The sorrel had been forgotten sure enough, and Beatrice ran out for some to take into the laboratory. The afternoon was extremely warm. As a usual thing the door between the study and the laboratory was kept closed, but today because of the heat Bee left it open, thinking to be in the room but a moment.
She arranged the sorrel grass in the cage where the larvæ were feeding and turned to leave the room when her attention was caught by a brilliant bit of color on a twig near a window.
"Oh!" she cried, as going close to it she discovered that it was a butterfly newly escaped from its chrysalis. "Oh, oh! it's father's rarest specimen! It's the Teinopalpus Imperialis! How delighted he will be. I wonder how soon it will fly!"
As the words left her lips the beautiful creature rose and circled the room majestically in its first flight.
"What a beauty!" cried Bee with enthusiasm. "Won't fath—Oh, the door!"

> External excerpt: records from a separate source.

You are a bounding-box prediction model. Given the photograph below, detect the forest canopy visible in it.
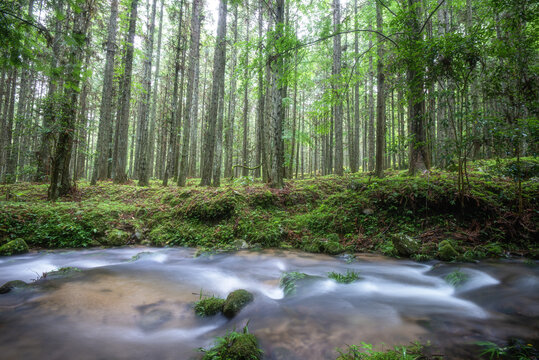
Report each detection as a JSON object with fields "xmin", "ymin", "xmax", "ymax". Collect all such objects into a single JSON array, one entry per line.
[{"xmin": 0, "ymin": 0, "xmax": 539, "ymax": 199}]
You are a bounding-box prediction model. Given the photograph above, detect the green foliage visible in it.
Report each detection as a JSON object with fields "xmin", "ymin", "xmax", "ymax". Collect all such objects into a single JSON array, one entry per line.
[
  {"xmin": 445, "ymin": 270, "xmax": 469, "ymax": 287},
  {"xmin": 223, "ymin": 289, "xmax": 254, "ymax": 318},
  {"xmin": 328, "ymin": 270, "xmax": 360, "ymax": 284},
  {"xmin": 195, "ymin": 296, "xmax": 225, "ymax": 317},
  {"xmin": 279, "ymin": 271, "xmax": 307, "ymax": 295},
  {"xmin": 438, "ymin": 240, "xmax": 459, "ymax": 261},
  {"xmin": 200, "ymin": 326, "xmax": 263, "ymax": 360},
  {"xmin": 476, "ymin": 339, "xmax": 539, "ymax": 360},
  {"xmin": 337, "ymin": 342, "xmax": 425, "ymax": 360},
  {"xmin": 0, "ymin": 238, "xmax": 28, "ymax": 256}
]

She ran toward it quickly, but she was too late. Through it sailed the butterfly into the study and out through the open window. Catching up her net Bee jumped through the window, and dashed after the insect. Daintily it settled upon a flower for a second, then away it went just as the girl gave her net a frantic swish to catch it. Hither and thither the creature darted as though intoxicated with its freedom after being earth-bound for so long. Round and round went Beatrice after it; onward and upward it flew, tantalizingly near sometimes, but ever escaping capture. Presently it rose, and disappeared over the tree tops.